Free-energy functional for freezing transitions: Hard sphere systems freezing into crystalline and amorphous structures

TL;DR

This paper develops a free-energy functional approach to study the freezing of hard spheres into crystalline and amorphous states, showing good agreement with simulations and revealing stable supercooled amorphous structures.

Contribution

It introduces a free-energy functional incorporating symmetry aspects to analyze both crystalline and amorphous freezing transitions in hard sphere systems.

Findings

Freezing parameters match simulation results.

Identifies stable amorphous structures at certain densities.

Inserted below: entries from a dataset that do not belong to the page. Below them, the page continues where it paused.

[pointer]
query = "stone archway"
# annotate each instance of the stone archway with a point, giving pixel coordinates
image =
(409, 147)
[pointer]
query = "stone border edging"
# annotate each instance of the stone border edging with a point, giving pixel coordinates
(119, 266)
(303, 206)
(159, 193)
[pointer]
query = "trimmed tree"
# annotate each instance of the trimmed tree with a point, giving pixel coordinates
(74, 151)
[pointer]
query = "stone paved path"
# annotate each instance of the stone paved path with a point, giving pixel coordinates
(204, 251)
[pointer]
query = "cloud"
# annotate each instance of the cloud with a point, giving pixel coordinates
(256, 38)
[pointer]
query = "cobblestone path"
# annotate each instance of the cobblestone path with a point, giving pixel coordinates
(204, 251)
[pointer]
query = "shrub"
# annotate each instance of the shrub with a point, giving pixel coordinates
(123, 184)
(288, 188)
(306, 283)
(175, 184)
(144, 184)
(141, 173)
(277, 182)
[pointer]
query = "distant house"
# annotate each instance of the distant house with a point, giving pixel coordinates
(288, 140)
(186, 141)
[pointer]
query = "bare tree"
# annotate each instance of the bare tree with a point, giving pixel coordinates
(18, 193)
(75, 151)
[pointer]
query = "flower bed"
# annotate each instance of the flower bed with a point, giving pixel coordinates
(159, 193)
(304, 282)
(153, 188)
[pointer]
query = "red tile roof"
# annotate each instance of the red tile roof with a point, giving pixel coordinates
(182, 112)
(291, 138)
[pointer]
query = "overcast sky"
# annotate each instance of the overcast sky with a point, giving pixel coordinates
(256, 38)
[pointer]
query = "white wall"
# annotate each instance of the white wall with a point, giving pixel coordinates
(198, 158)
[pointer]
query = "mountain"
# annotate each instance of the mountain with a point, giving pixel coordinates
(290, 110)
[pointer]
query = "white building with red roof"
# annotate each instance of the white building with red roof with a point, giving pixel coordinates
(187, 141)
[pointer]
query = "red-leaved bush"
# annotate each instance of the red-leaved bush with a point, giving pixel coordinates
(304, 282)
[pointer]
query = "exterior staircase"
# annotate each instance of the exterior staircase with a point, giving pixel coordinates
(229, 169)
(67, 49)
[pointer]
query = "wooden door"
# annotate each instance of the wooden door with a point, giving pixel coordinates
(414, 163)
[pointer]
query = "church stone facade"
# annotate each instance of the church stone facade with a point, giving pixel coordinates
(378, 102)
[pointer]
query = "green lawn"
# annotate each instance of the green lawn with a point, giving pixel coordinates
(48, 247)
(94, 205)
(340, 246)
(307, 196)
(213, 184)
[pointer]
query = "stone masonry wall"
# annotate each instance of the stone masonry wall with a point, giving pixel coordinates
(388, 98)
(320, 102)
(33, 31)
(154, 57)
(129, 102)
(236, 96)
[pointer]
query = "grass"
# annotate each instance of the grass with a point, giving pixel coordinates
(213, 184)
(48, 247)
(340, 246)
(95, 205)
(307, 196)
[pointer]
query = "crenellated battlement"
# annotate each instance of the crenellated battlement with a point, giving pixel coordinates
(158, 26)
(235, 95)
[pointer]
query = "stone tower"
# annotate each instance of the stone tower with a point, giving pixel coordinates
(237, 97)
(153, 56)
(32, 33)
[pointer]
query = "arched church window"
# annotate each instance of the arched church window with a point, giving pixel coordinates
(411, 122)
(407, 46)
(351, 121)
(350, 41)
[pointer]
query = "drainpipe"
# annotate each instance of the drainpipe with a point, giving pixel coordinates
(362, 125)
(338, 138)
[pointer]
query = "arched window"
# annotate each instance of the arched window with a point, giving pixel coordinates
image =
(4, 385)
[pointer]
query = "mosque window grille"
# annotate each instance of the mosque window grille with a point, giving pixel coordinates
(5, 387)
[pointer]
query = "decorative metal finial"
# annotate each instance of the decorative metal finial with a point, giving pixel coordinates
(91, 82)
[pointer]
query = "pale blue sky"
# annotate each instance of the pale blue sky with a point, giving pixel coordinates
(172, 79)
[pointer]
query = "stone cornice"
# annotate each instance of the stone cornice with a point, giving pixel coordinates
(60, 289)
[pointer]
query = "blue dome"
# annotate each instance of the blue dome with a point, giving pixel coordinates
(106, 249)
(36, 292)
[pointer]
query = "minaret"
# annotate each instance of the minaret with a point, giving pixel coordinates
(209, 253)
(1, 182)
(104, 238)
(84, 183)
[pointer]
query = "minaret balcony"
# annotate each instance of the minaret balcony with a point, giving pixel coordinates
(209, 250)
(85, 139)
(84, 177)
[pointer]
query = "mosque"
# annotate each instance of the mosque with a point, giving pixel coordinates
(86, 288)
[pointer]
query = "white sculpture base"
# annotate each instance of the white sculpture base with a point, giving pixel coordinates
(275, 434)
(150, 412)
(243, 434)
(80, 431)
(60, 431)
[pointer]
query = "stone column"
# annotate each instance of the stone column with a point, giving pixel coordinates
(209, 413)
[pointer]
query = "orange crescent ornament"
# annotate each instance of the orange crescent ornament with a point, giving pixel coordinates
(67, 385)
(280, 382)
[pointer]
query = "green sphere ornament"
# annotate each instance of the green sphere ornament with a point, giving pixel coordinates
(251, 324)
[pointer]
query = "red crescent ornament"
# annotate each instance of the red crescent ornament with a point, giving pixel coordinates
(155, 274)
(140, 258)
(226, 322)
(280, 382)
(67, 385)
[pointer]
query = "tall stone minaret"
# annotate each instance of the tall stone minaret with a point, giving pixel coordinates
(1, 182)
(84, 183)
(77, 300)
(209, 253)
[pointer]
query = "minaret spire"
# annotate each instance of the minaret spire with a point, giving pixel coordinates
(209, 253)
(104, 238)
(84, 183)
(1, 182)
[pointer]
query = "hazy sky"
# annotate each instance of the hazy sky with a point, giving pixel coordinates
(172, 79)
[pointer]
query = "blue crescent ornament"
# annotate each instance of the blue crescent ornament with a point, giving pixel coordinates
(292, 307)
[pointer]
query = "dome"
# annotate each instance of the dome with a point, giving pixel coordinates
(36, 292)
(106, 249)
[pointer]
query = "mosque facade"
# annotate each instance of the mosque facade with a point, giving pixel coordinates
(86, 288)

Reveals supercooled amorphous states with heterogeneous density profiles.

Abstract

A free-energy functional that contains both the symmetry conserved and symmetry broken parts of the direct pair correlation function has been used to investigate the freezing of a system of hard spheres into crystalline and amorphous structures. The freezing parameters for fluid-crystal transition have been found to be in very good agreement with the results found from simulations. We considered amorphous structures found from the molecular dynamics simulations at packing fractions $\eta$ lower than the glass close packing fraction $\eta_{J}$ and investigated their stability compared to that of a homogeneous fluid. The existence of free-energy minimum corresponding to a density distribution of overlapping Gaussians centered around an amorphous lattice depicts the deeply supercooled state with a heterogeneous density profile.